STUY TOWN — The owner of Stuyvesant Town and Peter Cooper Village is looking to sell the massive housing complex, and has hired a firm to help negotiate the sale, according to a spokesman for the company.
CW Capital Asset Management, a loan-service firm that represents the creditors who own Stuy Town’s debt, has hired Doug Harmon of Eastdil Secured LLC to advise the company on a sale of the complex, according to a CW Capital representative.
The firm is able to move the sale process forward because it has “finalized in principle the settlement of the outstanding litigation,” spokesman Brian Moriarty told DNAinfo New York in a statement.

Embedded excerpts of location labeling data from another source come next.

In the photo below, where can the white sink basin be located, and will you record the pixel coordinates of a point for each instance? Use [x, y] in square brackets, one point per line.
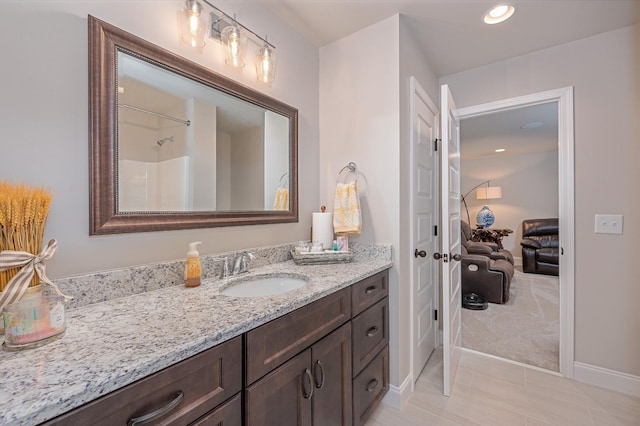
[264, 286]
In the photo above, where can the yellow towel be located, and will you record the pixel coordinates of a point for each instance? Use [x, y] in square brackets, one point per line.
[347, 217]
[281, 202]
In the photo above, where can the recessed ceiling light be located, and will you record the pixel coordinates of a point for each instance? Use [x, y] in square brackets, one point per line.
[499, 14]
[532, 125]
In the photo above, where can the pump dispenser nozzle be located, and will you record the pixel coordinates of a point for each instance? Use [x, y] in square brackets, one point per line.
[192, 269]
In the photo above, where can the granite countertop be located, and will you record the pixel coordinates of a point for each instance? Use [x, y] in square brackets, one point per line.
[110, 344]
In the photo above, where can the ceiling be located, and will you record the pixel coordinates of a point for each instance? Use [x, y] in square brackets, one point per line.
[451, 32]
[518, 131]
[454, 39]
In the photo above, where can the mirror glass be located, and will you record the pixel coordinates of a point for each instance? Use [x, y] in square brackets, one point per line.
[185, 146]
[175, 145]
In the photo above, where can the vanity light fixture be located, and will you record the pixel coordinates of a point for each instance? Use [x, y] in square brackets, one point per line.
[499, 13]
[193, 28]
[265, 62]
[235, 44]
[232, 34]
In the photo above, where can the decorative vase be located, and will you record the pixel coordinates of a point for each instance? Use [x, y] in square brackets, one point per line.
[485, 217]
[33, 291]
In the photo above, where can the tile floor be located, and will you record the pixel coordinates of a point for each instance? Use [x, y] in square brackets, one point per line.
[489, 391]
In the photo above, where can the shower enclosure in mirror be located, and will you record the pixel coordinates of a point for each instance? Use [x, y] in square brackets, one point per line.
[176, 146]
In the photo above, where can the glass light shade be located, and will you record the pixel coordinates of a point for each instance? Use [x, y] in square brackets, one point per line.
[235, 43]
[489, 193]
[499, 14]
[266, 61]
[193, 25]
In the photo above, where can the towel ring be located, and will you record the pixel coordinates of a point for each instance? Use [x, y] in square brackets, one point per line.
[351, 168]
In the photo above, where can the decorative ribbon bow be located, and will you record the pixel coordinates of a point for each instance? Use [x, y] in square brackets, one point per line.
[30, 264]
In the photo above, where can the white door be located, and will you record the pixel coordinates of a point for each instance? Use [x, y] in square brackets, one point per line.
[424, 194]
[450, 237]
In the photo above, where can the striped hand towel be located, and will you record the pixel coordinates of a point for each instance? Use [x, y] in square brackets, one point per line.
[347, 217]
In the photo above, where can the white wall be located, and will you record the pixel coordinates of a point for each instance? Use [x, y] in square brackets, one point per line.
[529, 190]
[359, 122]
[45, 131]
[605, 72]
[364, 104]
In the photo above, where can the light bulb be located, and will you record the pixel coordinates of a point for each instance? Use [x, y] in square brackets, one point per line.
[192, 24]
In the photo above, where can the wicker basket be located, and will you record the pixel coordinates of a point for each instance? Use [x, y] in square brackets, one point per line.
[322, 258]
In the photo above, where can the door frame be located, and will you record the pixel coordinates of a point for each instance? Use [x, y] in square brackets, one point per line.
[566, 194]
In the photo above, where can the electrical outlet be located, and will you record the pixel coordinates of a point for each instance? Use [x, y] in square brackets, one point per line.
[608, 224]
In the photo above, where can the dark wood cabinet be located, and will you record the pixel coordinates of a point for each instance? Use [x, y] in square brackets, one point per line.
[228, 414]
[370, 386]
[370, 339]
[324, 364]
[337, 377]
[177, 395]
[370, 334]
[273, 343]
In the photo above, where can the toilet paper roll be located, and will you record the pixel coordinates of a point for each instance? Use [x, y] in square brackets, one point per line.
[323, 229]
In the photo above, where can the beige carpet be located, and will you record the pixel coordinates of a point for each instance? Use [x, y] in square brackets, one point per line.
[526, 329]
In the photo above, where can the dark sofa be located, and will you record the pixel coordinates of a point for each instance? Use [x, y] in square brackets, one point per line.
[541, 246]
[486, 270]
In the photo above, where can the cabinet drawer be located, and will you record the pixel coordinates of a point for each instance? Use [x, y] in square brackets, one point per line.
[370, 386]
[272, 344]
[229, 414]
[204, 380]
[368, 291]
[370, 334]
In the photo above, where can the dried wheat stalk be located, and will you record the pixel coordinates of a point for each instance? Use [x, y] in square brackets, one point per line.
[23, 213]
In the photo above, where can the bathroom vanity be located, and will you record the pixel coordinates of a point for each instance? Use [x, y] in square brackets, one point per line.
[317, 355]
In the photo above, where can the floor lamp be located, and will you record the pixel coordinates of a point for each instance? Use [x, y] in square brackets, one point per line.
[488, 193]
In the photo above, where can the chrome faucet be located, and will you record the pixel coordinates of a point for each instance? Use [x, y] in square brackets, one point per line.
[240, 263]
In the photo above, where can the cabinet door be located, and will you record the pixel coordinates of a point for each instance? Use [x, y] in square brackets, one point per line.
[176, 395]
[228, 414]
[370, 386]
[282, 397]
[370, 334]
[270, 345]
[331, 369]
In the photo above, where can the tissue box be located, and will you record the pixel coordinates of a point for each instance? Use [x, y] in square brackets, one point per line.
[33, 322]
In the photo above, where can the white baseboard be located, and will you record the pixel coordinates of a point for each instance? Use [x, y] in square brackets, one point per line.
[608, 379]
[398, 395]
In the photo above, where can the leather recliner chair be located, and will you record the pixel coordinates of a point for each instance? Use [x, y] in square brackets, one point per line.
[541, 246]
[495, 254]
[488, 277]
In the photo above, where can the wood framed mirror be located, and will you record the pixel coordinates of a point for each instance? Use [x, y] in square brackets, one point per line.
[174, 145]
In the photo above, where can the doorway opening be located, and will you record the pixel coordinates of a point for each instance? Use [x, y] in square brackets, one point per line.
[563, 98]
[516, 153]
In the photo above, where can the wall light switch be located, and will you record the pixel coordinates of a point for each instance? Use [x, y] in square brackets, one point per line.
[608, 224]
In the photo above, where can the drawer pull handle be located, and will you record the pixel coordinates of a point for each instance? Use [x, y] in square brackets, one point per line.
[373, 383]
[319, 383]
[148, 418]
[371, 289]
[305, 394]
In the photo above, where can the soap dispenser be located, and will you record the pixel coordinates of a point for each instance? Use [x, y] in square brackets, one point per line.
[192, 268]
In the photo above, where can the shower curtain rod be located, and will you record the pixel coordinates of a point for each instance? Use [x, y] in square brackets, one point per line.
[168, 117]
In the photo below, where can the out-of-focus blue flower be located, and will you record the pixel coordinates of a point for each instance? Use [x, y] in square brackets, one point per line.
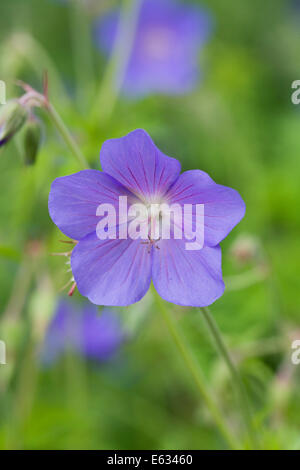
[118, 272]
[84, 331]
[164, 56]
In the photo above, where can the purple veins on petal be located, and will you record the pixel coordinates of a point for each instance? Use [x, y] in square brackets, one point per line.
[116, 271]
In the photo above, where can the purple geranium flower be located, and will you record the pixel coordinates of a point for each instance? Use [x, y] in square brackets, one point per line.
[119, 271]
[164, 57]
[84, 331]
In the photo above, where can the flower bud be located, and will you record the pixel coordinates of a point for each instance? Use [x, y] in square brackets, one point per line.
[12, 117]
[31, 140]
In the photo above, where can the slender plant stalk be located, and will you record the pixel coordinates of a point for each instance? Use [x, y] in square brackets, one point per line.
[63, 130]
[114, 75]
[196, 373]
[243, 398]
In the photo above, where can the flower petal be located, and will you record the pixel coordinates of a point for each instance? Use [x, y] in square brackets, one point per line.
[184, 277]
[111, 272]
[223, 206]
[139, 165]
[74, 199]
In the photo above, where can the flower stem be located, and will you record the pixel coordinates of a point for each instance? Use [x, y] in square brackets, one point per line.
[63, 130]
[116, 69]
[193, 367]
[243, 398]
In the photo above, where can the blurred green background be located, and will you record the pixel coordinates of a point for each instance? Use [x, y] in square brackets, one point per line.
[240, 126]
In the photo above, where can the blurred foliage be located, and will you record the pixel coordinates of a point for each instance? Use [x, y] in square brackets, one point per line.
[240, 126]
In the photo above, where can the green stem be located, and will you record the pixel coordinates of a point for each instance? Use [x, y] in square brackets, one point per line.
[116, 68]
[243, 398]
[82, 53]
[193, 367]
[63, 130]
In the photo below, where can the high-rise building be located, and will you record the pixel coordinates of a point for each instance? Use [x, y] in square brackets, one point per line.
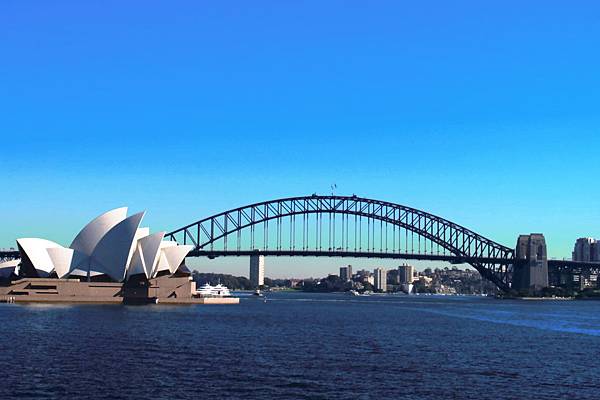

CW took charge of Stuy Town and Peter Cooper Village in 2010 after a $5.4 billion deal between BlackRock Realty and Tishman Speyer made in 2006 broke down in the midst of the recession when Tishman Speyer was unable to pay a $16 million loan on the property.
The firm has spent years bogged down in litigation with tenants over alleged illegal rent increases, and has also been battling in court over allegations that it seized the complex improperly in 2010. Moriarty would not go into specifics about what has allowed the potential sale to begin moving forward.
Some real estate experts have speculated that the complex, with more than 11,000 apartments, could still be worth at least $5 billion, and several firms are already circling overhead, according to news reports.
Harmon did not return a request for comment on Monday.